Eine unserer Hauptprotagonisten, Alexa Petris, hat in Berlin ihre eigene Eventagentur, die Lesungen für Autoren organisiert. Da erhält sie die Nachricht, dass ihre Mutter nach einem Schlaganfall im Koma liegt. Die Beziehung der Beiden ist sehr unterkühlt. Als Alexa noch ein Kind war, hat die Mutter die Familie für drei Wochen verlassen, ohne eine Nachricht zu hinterlassen. Nach ihrer Rückkehr war sie wie verwandelt und baute um sich eine Mauer der Kälte auf. Alexa versuchte ihr ganzes Leben lang die Liebe ihrer Mutter wiederzuerlangen, doch vergebens. Nun steht Alexa vor dem Problem, ob sie die Pflegschaft für ihre Mutter Cornelia übernehmen soll, die nicht automatisch an das einzige Familienmitglied übertragen wird. Zusätzlich ist da auch noch der kleine Buchhandlung ihrer Mutter. Als sie Unterlagen wegen einer Patientenverfügung sucht, stößt sie auf einen geheimnisvollen Brief an einen fremden Mann, der nie abgeschickt wurde. Kurze Zeit später steht der amerikanische Autor Richard Henderson in der Buchhandlung und fragt nach ihrer Mutter. Cornelia und er waren früher ein Paar bis es zu einem tragischen Ereignis kommt.....

Im Handlungsstrang aus der Vergangenheit lernen wir die junge Cornelia kennen, die bei ihrem Vater lebt. Er schlägt sie regelmäßig und lässt sie kaum aus dem Haus. Auch den Job in einem Friseurladen besorgt er ihr, der Conny nicht wirklich Spaß macht. Da lernt sie den jungen Austauschstudenten Rick kennen. Er eröffnet ihr die weite Welt der Literatur. Rick gibt ihr Selbstvertrauen und den Glauben, dass auch sie ihre Zukunft ändern kann. Die Beiden beginnen Pläne zu schmieden und Conny beginnt darüber nachzudenken Hamburg zu verlassen. Doch dann bricht eine verheerende Sturmflut über die Stadt herein, die Häuser und Wohnungen zerstört und in der hunderte Menschen ihr Leben verlieren....
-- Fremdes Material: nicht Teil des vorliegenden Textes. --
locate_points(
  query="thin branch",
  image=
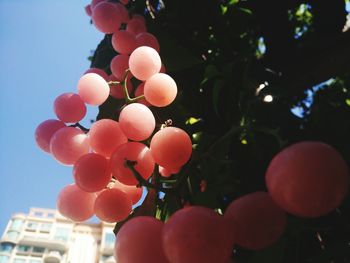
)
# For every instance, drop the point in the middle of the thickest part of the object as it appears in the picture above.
(81, 127)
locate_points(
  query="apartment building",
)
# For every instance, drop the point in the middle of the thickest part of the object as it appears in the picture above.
(45, 236)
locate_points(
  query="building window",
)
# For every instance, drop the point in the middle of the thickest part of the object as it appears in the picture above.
(50, 215)
(109, 239)
(45, 227)
(62, 234)
(4, 259)
(16, 224)
(38, 214)
(12, 235)
(6, 247)
(38, 250)
(23, 249)
(32, 226)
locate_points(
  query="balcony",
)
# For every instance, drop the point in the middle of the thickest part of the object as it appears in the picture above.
(47, 243)
(52, 257)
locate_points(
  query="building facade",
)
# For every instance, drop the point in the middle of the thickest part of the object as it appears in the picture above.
(45, 236)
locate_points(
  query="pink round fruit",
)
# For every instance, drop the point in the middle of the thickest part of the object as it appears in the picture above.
(93, 89)
(160, 90)
(124, 42)
(69, 107)
(45, 131)
(92, 172)
(171, 147)
(98, 71)
(196, 234)
(135, 152)
(75, 204)
(68, 144)
(147, 39)
(112, 205)
(106, 17)
(308, 179)
(105, 136)
(144, 62)
(137, 121)
(135, 193)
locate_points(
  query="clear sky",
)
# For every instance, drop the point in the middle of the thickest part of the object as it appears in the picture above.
(44, 45)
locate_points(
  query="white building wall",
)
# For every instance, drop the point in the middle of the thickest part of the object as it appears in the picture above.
(44, 236)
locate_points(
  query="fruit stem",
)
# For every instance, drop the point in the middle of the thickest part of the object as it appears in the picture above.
(81, 127)
(142, 181)
(111, 83)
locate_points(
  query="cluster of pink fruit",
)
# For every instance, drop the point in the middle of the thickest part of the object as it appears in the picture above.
(307, 179)
(105, 184)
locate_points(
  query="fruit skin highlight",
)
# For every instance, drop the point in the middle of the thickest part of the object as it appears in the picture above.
(139, 240)
(196, 234)
(308, 179)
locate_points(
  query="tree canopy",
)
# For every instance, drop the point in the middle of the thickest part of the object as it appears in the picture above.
(253, 77)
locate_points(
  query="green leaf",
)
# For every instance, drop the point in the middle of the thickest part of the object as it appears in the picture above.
(245, 10)
(233, 2)
(218, 86)
(272, 254)
(192, 120)
(210, 72)
(223, 9)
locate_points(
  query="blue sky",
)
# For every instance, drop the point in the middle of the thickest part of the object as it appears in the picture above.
(44, 45)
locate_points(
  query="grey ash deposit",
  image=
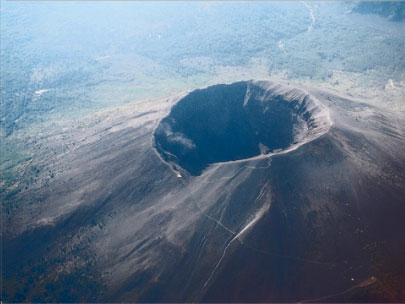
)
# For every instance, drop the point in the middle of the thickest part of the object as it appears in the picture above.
(239, 121)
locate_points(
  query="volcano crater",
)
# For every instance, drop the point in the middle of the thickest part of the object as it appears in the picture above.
(239, 121)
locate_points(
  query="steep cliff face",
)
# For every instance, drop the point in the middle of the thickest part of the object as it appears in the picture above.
(238, 121)
(320, 219)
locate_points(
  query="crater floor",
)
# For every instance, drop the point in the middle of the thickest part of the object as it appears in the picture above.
(238, 121)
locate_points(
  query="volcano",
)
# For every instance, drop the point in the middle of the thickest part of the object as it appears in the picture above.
(238, 121)
(246, 192)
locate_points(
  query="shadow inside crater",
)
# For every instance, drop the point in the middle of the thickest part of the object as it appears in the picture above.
(232, 122)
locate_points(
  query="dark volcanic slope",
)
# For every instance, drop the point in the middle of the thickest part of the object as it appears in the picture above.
(238, 121)
(318, 221)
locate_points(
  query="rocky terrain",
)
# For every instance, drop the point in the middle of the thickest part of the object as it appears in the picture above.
(249, 192)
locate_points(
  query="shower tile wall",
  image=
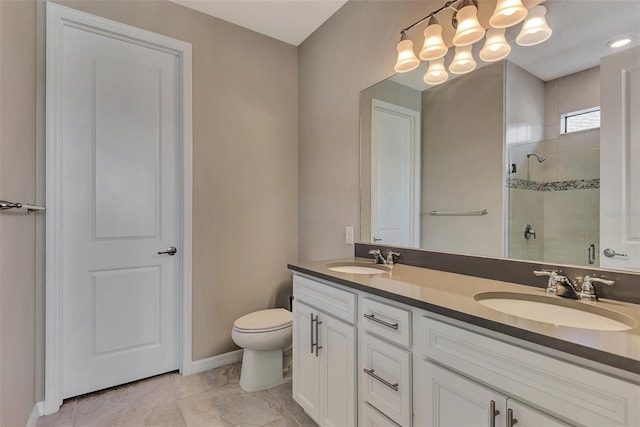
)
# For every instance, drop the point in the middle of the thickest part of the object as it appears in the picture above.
(565, 187)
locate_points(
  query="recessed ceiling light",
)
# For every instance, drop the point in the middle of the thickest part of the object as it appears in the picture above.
(619, 42)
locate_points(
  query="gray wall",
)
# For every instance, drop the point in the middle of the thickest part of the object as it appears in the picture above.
(352, 51)
(355, 49)
(17, 231)
(394, 93)
(245, 103)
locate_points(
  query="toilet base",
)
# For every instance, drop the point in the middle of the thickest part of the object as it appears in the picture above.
(262, 370)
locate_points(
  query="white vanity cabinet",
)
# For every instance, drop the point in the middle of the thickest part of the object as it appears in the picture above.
(446, 399)
(417, 368)
(516, 379)
(385, 360)
(324, 352)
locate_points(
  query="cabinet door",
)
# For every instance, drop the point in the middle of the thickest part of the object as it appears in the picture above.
(306, 365)
(524, 416)
(337, 342)
(446, 399)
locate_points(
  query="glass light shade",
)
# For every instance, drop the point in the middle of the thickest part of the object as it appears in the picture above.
(496, 46)
(436, 73)
(407, 60)
(535, 29)
(507, 14)
(434, 46)
(463, 61)
(469, 29)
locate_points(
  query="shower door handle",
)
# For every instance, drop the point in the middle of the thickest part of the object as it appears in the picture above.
(610, 253)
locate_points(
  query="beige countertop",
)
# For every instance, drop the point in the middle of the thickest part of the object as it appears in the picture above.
(452, 295)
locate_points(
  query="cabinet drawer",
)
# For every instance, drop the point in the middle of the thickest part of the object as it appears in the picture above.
(385, 378)
(570, 391)
(337, 302)
(371, 417)
(386, 320)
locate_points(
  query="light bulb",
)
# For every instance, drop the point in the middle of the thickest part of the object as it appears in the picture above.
(407, 60)
(469, 29)
(507, 14)
(436, 73)
(535, 29)
(495, 47)
(463, 61)
(434, 46)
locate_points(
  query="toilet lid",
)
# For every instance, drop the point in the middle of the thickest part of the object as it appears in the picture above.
(274, 318)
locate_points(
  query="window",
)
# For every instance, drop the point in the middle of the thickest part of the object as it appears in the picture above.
(580, 120)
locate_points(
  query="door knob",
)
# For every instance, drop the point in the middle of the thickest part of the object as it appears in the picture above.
(170, 251)
(610, 253)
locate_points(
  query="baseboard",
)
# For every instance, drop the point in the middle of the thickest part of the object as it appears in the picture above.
(38, 410)
(216, 361)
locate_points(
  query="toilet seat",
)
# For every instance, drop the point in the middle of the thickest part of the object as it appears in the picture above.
(264, 321)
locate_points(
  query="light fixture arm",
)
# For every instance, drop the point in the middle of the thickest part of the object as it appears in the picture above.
(448, 4)
(454, 17)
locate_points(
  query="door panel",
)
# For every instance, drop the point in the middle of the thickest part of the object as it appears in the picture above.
(395, 168)
(306, 366)
(446, 399)
(620, 160)
(127, 137)
(338, 370)
(120, 178)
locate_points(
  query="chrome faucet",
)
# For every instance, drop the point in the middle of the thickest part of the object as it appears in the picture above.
(558, 284)
(390, 259)
(588, 291)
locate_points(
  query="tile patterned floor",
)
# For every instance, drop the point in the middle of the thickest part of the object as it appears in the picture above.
(212, 398)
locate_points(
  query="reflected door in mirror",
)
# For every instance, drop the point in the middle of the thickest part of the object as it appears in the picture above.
(395, 157)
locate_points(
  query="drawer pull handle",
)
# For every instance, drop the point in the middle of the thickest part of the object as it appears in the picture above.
(493, 413)
(313, 344)
(372, 374)
(382, 322)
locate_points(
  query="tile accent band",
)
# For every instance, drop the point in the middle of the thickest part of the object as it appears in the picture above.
(576, 184)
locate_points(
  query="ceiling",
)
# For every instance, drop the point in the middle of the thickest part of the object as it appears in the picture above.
(581, 30)
(290, 21)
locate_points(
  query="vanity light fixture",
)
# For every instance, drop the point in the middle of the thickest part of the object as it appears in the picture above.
(436, 73)
(468, 28)
(407, 60)
(463, 62)
(535, 29)
(507, 13)
(496, 46)
(613, 44)
(434, 47)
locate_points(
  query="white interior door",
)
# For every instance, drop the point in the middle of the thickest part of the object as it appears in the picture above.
(120, 168)
(620, 160)
(395, 174)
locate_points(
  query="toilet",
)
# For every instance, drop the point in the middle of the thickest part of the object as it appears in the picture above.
(264, 335)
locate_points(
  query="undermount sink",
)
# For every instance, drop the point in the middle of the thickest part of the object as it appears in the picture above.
(556, 311)
(358, 268)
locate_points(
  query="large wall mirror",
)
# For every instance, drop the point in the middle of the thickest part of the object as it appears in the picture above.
(535, 157)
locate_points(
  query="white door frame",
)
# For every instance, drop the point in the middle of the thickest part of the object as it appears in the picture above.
(59, 17)
(416, 143)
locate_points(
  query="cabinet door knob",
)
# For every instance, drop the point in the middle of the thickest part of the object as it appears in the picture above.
(493, 413)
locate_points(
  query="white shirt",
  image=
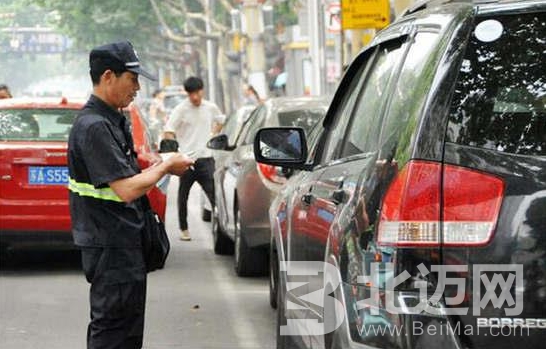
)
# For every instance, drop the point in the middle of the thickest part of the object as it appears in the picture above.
(193, 126)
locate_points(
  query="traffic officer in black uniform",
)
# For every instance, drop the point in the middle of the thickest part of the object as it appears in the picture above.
(105, 186)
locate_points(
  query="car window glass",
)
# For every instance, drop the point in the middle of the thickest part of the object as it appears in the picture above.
(500, 97)
(254, 125)
(36, 124)
(305, 118)
(342, 116)
(408, 98)
(366, 121)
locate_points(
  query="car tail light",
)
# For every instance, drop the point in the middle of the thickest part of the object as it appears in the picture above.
(272, 173)
(410, 215)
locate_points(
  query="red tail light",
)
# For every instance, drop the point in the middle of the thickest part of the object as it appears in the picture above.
(272, 173)
(410, 215)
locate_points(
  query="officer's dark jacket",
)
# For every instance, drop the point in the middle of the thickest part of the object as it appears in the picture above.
(100, 150)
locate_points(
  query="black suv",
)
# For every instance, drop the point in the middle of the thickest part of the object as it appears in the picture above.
(427, 192)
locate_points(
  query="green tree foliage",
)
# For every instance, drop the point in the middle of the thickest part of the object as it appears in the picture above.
(91, 23)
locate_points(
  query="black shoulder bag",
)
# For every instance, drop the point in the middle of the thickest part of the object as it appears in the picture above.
(154, 239)
(155, 242)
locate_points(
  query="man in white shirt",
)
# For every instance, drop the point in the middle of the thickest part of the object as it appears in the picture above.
(193, 122)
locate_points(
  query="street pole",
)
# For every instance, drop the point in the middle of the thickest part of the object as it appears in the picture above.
(211, 73)
(316, 46)
(255, 51)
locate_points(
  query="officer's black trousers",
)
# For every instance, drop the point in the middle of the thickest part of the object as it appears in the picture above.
(202, 173)
(117, 297)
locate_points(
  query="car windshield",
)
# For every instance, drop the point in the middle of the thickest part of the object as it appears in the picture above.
(36, 124)
(301, 118)
(500, 97)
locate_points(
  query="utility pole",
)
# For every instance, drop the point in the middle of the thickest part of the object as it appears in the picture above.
(211, 73)
(255, 51)
(316, 46)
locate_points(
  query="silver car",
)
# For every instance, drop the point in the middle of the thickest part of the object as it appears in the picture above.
(244, 189)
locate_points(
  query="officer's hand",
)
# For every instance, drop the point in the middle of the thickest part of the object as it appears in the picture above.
(178, 163)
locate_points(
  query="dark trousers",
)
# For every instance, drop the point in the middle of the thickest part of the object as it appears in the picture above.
(117, 297)
(202, 173)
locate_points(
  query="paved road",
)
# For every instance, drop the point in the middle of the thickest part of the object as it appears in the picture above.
(197, 301)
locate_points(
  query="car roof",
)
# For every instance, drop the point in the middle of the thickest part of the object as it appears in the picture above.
(481, 5)
(280, 104)
(41, 102)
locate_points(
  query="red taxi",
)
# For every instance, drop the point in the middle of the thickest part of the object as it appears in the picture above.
(33, 169)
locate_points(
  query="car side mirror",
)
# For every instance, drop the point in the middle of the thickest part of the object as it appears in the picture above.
(281, 146)
(219, 142)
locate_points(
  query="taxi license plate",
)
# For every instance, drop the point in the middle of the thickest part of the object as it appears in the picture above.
(48, 175)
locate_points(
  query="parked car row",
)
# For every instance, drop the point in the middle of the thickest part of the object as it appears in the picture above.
(33, 169)
(244, 189)
(432, 153)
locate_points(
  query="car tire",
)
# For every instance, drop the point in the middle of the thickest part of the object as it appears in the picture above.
(222, 245)
(273, 278)
(206, 215)
(248, 261)
(281, 321)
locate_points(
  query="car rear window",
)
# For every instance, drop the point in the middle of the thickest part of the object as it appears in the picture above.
(36, 124)
(301, 118)
(500, 97)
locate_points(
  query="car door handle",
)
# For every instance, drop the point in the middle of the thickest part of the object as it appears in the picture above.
(339, 196)
(307, 199)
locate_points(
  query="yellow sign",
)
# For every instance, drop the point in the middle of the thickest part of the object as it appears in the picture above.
(364, 14)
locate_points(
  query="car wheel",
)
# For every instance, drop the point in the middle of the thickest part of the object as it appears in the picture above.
(273, 278)
(206, 215)
(222, 245)
(281, 321)
(248, 261)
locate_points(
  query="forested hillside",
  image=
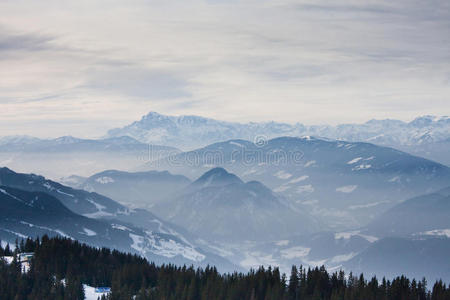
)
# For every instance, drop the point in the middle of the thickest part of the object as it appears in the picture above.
(60, 266)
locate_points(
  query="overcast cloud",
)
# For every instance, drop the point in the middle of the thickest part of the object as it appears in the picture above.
(83, 67)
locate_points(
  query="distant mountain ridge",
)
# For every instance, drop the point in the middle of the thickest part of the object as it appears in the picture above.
(189, 132)
(139, 189)
(346, 183)
(220, 206)
(138, 230)
(61, 157)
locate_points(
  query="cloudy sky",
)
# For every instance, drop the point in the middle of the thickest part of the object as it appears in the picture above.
(82, 67)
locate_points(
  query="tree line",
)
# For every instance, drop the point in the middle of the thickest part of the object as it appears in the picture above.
(61, 266)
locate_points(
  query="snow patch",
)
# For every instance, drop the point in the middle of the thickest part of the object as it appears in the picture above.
(395, 179)
(353, 207)
(347, 235)
(305, 189)
(281, 188)
(120, 227)
(295, 252)
(309, 163)
(299, 179)
(282, 243)
(90, 294)
(342, 257)
(438, 232)
(354, 161)
(362, 167)
(104, 180)
(237, 144)
(89, 232)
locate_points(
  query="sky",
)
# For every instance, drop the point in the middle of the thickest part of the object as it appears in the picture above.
(82, 67)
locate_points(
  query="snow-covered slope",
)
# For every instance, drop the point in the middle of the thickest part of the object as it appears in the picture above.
(31, 214)
(423, 136)
(63, 156)
(220, 206)
(92, 218)
(140, 189)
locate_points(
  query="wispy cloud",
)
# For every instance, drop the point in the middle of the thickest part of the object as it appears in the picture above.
(109, 62)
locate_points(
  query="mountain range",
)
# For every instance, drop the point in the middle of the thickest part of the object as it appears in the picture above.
(138, 189)
(220, 206)
(33, 205)
(427, 136)
(60, 157)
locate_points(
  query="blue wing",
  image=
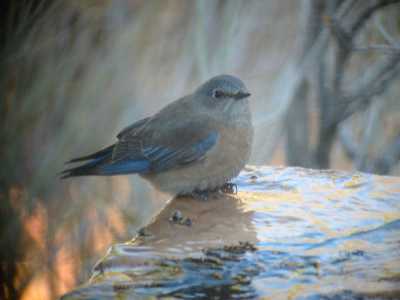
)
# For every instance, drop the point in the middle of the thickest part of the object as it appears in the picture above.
(164, 158)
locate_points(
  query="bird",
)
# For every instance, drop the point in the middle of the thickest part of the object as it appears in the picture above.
(193, 146)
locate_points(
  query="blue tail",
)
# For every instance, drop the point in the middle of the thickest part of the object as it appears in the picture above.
(100, 163)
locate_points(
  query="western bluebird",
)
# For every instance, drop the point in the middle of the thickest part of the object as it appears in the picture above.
(193, 145)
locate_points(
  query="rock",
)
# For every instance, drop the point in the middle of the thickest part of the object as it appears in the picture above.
(289, 232)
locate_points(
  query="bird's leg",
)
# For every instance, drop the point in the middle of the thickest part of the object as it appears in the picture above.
(201, 195)
(229, 188)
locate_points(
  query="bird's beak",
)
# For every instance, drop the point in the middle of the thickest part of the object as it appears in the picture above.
(242, 95)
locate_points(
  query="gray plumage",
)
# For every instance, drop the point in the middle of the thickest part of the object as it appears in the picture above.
(196, 143)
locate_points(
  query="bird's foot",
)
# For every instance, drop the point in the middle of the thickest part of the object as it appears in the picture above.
(201, 195)
(229, 188)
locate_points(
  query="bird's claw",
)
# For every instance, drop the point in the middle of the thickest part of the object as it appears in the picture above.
(201, 195)
(229, 188)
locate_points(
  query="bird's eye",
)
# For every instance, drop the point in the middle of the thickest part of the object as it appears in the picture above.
(218, 94)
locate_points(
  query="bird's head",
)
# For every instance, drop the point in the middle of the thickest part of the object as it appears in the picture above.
(224, 93)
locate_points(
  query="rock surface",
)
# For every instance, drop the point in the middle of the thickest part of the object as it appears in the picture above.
(288, 233)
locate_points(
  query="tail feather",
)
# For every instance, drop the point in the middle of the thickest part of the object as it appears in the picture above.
(95, 155)
(100, 163)
(91, 167)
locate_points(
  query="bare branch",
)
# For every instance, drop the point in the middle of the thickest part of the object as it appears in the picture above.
(389, 158)
(387, 49)
(347, 141)
(367, 13)
(377, 78)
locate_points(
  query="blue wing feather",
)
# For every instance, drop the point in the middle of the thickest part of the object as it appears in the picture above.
(163, 158)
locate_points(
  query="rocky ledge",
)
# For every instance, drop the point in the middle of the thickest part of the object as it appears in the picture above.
(287, 233)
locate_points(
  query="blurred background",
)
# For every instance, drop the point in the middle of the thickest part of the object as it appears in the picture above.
(324, 77)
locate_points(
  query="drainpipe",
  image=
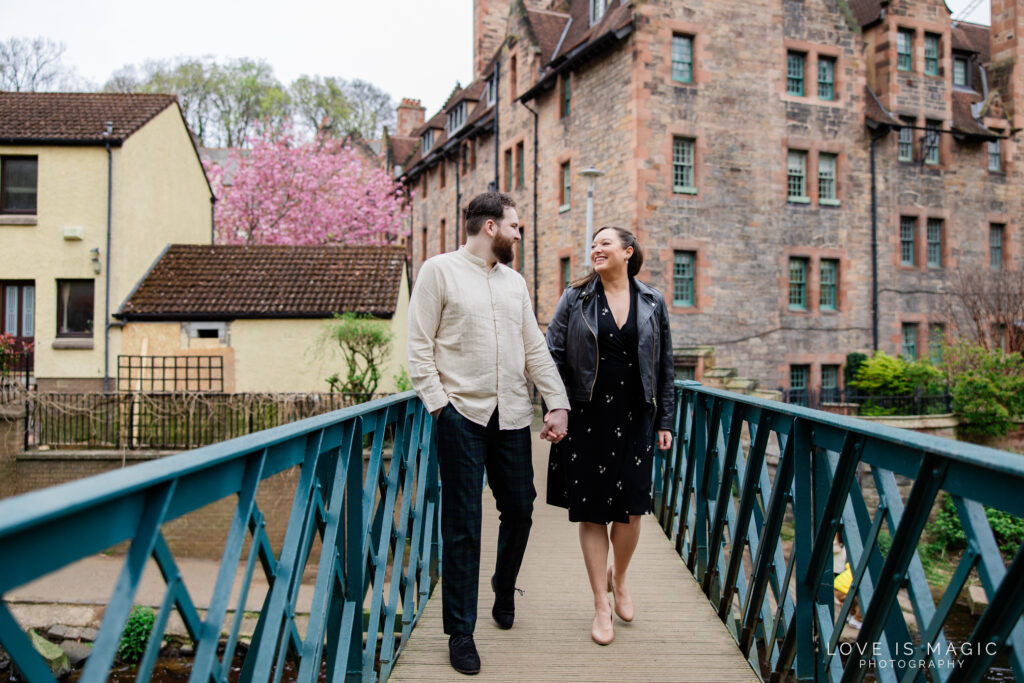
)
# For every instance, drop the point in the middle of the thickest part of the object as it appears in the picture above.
(107, 271)
(536, 166)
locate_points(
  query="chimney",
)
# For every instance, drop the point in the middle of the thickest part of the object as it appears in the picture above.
(411, 115)
(1007, 68)
(489, 20)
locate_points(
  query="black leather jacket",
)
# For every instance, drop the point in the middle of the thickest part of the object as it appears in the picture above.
(572, 342)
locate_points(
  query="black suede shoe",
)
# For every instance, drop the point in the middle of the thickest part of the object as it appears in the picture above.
(504, 609)
(462, 652)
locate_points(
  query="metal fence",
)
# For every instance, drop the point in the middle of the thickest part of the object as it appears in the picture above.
(378, 524)
(864, 403)
(166, 421)
(719, 504)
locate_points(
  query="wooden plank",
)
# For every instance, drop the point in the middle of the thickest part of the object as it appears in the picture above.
(676, 635)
Wie schon in ihrem letzten Roman "Die Sturmrose" widmet sich die Autorin einem interessanten Kapitel der deutschen Geschichte.
Der Spagat zwischen den beiden Handlungssträngen in der Gegenwart und in der Vergangenheit hat Corina Bomann wieder bravourös gemeistert. Hat man begonnen zu lesen, ist man schnell im Sog der Geschichte und gefangen von den Ereignissen - besonders jenen, die Cornelia während der großen Sturmflut 1962 in Hamburg erlebt. Diese Flutkatastrophe ist der rote Faden des Romans, die das Leben so vieler Menschen verändert hat und ein spannendes Kapitel deutscher Geschichte, die mir als Österreicherin nicht bekannt war. Doch auch das schwierige Mutter-Tochter-Verhältnis und der Grundgedanke, dass man oft viel zu wenig über die Jugendzeit seiner Eltern weiß, spielt im Roman ebenfalls eine große Rolle.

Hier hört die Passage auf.